Hacker News new | ask | show | jobs
by ViktorV 2638 days ago
I don't think it uses GPS for that. You can match two partially overlapping images. From the movement of the feature points in the overlapping areas you can calculate your camera orientation, and thus the 3d point cloud of feature points ( or something close to this ). I think it is called structure from movement, the readme links a paper, maybe it's worth reading for you.
2 comments

Interesting, is there a technical reason for not using that extra data to help with the process?

For example, another commenter mentioned

> Some materials don't really contain any surface details that the algorithms could use to attach feature points to, so they will be blank. Large white walls and large windows are especially difficult.
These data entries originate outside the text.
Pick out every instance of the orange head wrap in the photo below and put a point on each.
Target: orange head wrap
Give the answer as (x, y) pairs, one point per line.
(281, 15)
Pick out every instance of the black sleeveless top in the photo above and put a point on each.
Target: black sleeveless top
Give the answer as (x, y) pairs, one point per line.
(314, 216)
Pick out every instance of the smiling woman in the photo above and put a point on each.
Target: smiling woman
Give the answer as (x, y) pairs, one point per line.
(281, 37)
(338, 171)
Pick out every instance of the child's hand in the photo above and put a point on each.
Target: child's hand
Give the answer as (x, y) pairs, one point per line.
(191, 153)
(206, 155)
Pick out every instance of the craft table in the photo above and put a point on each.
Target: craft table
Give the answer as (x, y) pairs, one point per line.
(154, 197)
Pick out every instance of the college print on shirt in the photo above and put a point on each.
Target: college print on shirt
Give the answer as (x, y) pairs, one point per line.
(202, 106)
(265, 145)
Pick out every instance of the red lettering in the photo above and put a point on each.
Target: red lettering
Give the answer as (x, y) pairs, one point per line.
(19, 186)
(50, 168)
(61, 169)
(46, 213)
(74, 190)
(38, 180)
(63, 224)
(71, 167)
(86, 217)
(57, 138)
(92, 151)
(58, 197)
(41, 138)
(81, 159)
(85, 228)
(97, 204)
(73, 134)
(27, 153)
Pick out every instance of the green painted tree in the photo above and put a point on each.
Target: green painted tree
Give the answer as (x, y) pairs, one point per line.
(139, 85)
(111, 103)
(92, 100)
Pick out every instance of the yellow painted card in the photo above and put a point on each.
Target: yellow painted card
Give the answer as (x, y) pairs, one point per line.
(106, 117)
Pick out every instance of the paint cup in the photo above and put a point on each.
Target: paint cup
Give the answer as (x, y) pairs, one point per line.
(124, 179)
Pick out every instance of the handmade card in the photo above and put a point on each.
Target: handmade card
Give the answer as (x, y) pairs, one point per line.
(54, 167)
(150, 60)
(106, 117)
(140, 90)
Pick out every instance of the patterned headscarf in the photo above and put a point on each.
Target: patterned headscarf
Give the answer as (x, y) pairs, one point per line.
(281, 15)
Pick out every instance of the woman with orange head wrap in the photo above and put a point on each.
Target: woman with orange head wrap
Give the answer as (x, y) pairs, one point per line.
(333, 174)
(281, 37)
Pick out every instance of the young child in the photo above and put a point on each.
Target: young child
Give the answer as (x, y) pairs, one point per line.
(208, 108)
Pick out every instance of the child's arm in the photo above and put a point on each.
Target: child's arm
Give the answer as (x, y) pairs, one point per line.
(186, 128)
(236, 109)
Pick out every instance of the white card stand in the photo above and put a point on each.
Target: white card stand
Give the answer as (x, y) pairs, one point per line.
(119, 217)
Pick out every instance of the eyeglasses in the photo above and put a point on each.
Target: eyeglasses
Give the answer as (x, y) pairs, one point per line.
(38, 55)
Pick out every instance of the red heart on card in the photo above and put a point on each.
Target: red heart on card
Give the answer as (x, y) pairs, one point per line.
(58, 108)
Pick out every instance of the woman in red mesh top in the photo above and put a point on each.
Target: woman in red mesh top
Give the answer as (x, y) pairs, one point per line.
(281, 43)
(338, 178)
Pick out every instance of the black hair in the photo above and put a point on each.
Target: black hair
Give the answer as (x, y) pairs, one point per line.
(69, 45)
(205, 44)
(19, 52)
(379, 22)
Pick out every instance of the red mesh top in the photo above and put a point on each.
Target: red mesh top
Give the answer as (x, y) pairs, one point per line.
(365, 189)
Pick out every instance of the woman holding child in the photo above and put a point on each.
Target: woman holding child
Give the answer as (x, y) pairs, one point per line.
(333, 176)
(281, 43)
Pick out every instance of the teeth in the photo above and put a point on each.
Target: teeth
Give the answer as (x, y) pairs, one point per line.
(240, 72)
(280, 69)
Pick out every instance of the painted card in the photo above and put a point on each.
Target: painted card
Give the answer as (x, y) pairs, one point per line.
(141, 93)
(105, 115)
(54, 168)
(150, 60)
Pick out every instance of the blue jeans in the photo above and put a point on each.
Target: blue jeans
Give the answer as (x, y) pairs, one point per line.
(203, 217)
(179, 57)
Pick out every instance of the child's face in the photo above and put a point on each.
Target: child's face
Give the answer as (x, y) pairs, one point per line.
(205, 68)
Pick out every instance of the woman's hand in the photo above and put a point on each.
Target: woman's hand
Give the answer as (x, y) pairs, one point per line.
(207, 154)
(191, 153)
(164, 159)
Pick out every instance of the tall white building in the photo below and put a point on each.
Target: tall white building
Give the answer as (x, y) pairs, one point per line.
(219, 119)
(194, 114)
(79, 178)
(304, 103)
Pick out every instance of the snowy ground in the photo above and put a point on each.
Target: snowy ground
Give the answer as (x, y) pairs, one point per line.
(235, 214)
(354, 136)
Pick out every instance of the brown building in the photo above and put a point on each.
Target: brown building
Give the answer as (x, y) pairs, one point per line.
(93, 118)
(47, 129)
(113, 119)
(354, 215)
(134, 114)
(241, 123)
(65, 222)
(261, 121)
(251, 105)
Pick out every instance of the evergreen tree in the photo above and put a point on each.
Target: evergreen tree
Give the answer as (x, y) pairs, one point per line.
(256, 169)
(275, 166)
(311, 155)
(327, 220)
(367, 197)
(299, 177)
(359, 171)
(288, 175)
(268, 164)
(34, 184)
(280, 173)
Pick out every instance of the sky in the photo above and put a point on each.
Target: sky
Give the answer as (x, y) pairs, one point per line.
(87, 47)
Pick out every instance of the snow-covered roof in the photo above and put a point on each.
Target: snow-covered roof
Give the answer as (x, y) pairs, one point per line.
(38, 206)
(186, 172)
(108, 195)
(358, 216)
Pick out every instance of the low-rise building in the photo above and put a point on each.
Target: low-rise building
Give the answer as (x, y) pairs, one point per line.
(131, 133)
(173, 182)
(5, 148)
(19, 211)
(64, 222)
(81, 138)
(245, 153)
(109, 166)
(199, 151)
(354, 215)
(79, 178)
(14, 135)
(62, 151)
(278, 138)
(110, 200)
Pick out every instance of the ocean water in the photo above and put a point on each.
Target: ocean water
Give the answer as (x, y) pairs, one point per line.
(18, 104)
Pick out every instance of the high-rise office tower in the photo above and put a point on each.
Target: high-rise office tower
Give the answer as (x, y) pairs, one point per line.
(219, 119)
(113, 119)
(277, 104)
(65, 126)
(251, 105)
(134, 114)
Seems like you might be able to position some of these with orientation data from the camera.

The GPS data is probably being used as a prior. The GPS metadata is accurate but imprecise, while SFM more precise. GPS is likely used for pose initialization, while SFM is then used to refine the pose.
Would a high-quality pre-registration via precise coordinates and orientation yield better (and faster) results though? If the algorithm did not have to guess the camera parameters I would imagine a benefit.
In practice, there are a couple of ways to handle this. In one case, EXIF data gives you a lot of information (sensor size, camera/drone make, etc.) that you can extract very good camera intrinsics from. This information can also be fed into big EXIF databases, from which you can obtain pretty accurate camera parameters.

Additionally, camera intrinsic calibration is a relatively solved problem, especially if you know that every single camera has the same intrinsics.